Recent Recordings by Area Jazz Artists

Drummer and composer Gerald Cleaver has been in demand by bandleaders since his days in Detroit, but is also a leader of several musical groups, including Uncle June, Black Host, and the septet Violet Hour. The last of these draws upon current and former members of the Detroit area scene, consisting of Andrew Bishop (soprano saxophone, bass clarinet, tenor saxophone), J. D. Allen (tenor saxophone), Jeremy Pelt (trumpet), Ben Waltzer (piano), Chris Lightcap (bass), and the leader on drums. The combo was featured on the 2007 studio album Detroit (Fresh Sounds), and has just released a new one, this time recorded in concert in New Haven, Connecticut, entitled Live at Firehouse 12 (Sunnyside SSC1565).

During this performance, Cleaver revisited five of his compositions from the previous album, and it is obvious that time has done nothing to harm the effectiveness of the material. This is a blowing session and all the participants clearly came to play with vigor. The solos are inspired throughout, with nice contrasts between the tenor saxophone styles of Allen and Bishop, the latter also impressing on soprano sax and particularly on the bass clarinet. Pelt plays with exhilaration, sometimes recalling the excitement offered by Freddie Hubbard in his prime, and the rhythm section drives hard throughout.

There is much variety here. Bishop’s various horns provide textural accents, and the collective passages and backgrounds behind soloists serve the music well. Cleaver and his cohorts can perform in a wide range of styles, from traditional jazz to widest borders of experimental music, but this is a testament to their love of straight ahead swinging, blowing jazz — even if on occasion they take the music into some of the outer limits.

Andrew Bishop appears again, albeit solely on tenor sax, on What Holds Us Up (PKO 080) by the Pete Siers Trio, with the leader on drums and Tad Weed on electric organ.
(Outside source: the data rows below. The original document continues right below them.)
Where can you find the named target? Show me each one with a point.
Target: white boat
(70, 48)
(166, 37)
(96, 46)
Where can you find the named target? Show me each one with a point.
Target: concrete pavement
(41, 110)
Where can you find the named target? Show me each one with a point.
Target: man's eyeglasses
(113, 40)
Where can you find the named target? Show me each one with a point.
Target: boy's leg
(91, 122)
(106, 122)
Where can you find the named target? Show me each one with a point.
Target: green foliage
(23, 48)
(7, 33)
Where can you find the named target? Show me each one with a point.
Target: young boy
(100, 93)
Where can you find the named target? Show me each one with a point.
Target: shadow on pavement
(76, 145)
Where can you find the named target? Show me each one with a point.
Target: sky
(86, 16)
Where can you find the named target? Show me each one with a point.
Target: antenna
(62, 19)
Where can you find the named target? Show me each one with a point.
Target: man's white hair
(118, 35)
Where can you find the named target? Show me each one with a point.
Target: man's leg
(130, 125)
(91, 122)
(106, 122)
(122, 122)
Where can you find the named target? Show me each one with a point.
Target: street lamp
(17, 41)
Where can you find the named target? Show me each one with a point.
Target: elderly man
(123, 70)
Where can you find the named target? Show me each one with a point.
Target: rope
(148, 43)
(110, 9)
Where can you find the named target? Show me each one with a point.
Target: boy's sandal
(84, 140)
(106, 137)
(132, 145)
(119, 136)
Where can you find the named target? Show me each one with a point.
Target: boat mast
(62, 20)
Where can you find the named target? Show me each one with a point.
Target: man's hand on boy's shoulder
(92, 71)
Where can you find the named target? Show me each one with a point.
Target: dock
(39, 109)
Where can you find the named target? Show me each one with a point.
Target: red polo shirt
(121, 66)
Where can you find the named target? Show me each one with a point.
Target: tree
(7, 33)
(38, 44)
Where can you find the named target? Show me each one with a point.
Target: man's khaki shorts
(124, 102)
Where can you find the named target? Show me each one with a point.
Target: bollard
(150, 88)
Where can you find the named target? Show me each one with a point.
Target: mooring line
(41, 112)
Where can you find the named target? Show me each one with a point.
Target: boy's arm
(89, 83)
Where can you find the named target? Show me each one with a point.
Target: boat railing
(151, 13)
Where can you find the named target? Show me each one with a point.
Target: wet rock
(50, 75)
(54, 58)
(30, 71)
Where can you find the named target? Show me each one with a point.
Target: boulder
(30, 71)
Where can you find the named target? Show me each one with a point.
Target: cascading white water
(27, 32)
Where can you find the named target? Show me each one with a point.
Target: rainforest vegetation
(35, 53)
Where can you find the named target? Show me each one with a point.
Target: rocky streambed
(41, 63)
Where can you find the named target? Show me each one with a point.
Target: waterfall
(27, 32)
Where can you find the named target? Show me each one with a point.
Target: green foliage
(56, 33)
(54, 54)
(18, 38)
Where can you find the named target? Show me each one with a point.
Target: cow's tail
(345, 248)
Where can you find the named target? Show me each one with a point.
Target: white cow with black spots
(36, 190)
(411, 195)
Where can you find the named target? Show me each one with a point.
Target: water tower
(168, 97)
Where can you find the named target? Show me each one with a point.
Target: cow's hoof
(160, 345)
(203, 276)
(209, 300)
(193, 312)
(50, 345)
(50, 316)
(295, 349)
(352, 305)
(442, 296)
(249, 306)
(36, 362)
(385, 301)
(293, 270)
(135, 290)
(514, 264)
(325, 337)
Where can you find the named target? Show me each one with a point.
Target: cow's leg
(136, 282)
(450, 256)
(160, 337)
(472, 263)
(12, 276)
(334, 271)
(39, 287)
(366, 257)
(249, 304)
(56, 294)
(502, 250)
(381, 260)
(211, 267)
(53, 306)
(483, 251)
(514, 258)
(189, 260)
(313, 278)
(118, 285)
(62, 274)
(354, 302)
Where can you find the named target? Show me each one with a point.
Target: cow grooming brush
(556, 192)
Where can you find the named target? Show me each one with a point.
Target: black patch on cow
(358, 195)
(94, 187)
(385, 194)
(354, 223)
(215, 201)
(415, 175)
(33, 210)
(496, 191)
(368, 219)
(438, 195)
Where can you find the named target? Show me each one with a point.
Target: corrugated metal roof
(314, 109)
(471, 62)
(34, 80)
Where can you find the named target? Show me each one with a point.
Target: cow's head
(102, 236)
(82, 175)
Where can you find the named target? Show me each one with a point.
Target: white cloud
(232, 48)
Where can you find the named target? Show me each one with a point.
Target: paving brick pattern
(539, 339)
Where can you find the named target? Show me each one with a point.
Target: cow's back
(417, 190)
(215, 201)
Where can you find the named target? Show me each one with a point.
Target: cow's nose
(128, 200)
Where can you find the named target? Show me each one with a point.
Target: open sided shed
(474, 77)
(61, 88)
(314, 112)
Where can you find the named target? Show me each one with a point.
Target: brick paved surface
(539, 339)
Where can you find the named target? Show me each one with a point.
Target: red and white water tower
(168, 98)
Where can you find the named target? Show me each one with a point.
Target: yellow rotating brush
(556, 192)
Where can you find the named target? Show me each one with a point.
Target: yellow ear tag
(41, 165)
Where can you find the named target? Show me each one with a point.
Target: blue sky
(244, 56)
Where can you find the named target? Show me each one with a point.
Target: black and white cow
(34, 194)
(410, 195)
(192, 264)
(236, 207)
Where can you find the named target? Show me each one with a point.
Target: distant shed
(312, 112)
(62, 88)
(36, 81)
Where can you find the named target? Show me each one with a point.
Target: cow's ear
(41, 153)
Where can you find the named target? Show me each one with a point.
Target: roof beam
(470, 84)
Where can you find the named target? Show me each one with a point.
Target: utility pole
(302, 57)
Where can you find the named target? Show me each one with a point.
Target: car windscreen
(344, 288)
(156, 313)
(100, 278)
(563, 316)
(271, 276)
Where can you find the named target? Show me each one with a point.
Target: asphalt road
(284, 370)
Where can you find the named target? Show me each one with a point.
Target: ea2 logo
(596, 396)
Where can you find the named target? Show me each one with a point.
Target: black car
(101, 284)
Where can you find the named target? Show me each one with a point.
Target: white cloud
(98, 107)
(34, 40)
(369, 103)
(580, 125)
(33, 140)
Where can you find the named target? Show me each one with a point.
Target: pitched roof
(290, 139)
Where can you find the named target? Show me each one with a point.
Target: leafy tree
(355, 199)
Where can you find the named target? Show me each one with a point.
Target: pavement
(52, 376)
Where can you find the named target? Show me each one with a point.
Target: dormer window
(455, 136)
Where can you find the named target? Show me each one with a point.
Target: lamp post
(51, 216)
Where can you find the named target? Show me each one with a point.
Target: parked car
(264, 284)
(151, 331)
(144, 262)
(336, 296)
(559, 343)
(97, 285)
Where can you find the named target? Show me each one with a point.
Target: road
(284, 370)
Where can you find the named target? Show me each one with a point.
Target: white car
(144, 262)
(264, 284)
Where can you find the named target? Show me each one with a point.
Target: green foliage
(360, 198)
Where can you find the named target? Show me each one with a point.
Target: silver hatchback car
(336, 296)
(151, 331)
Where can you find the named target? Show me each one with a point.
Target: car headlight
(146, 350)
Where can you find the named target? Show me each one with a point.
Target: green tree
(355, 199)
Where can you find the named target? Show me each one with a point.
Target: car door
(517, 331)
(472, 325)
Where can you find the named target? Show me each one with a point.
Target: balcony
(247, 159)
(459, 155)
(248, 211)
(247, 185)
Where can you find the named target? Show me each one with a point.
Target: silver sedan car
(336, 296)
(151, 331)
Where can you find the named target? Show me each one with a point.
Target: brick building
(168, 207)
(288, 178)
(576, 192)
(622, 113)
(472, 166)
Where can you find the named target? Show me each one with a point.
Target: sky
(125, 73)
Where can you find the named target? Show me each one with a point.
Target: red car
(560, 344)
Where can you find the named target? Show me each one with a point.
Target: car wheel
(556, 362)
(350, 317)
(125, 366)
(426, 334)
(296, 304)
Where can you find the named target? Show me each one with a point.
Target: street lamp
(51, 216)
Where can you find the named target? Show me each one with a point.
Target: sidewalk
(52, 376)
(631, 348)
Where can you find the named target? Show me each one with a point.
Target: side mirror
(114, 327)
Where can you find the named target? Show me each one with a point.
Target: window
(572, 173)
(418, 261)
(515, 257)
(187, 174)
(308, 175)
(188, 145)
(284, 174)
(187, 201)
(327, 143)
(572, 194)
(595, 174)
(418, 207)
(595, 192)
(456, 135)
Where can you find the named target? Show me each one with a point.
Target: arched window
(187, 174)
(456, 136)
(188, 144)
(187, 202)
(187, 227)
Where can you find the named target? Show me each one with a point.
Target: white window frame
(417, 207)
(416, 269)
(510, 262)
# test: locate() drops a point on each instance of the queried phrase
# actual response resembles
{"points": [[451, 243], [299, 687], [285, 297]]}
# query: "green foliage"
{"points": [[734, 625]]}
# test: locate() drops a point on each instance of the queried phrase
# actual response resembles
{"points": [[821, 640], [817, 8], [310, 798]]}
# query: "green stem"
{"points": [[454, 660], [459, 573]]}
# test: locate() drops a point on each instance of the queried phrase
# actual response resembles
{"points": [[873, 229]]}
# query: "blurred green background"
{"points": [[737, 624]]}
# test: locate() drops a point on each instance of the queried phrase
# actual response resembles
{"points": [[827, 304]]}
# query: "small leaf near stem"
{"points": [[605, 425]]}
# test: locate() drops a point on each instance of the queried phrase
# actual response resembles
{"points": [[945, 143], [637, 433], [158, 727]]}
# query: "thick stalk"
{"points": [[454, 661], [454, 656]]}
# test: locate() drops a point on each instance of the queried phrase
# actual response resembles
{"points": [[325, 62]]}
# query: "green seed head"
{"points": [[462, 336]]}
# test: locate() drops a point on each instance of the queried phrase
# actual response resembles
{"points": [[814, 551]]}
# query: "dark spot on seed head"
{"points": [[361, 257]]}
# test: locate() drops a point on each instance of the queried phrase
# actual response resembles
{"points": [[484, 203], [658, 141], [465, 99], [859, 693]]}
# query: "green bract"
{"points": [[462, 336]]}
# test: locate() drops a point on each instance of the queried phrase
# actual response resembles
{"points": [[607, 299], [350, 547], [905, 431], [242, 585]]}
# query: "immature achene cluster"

The lineup seems to harken back to the classic tenor sax/organ trios of the middle of the last century, but this was definitely an update of the genre for our time. All three of the musicians have experience with the full range of jazz history and embrace a range of traditions to create something quite new here.

The recital begins with Frank Catalano’s “Big Al’s Theme and Soul Dream,” but rather than a fast-paced head-on back-beat heavy riff soul tune, we hear the organ’s punctual notes with the saxophone exploring out sounds over it. Only slowly does the trio move into a groove and play the theme, much slower and funkier than the original. Throughout, Bishop creates a tense with his full use of the full range of the tenor, from top to bottom, with judicious use of extended techniques. Here, as throughout, the rich beauty of his unique instrumental sound, well captured by recording engineer Eric Sills, is well on offer. When Weed steps up to solo, he begins with classic soul organ, only to move on to more modern textures and harmonies, all the while swinging hard, propelled by Siers’ strong drums.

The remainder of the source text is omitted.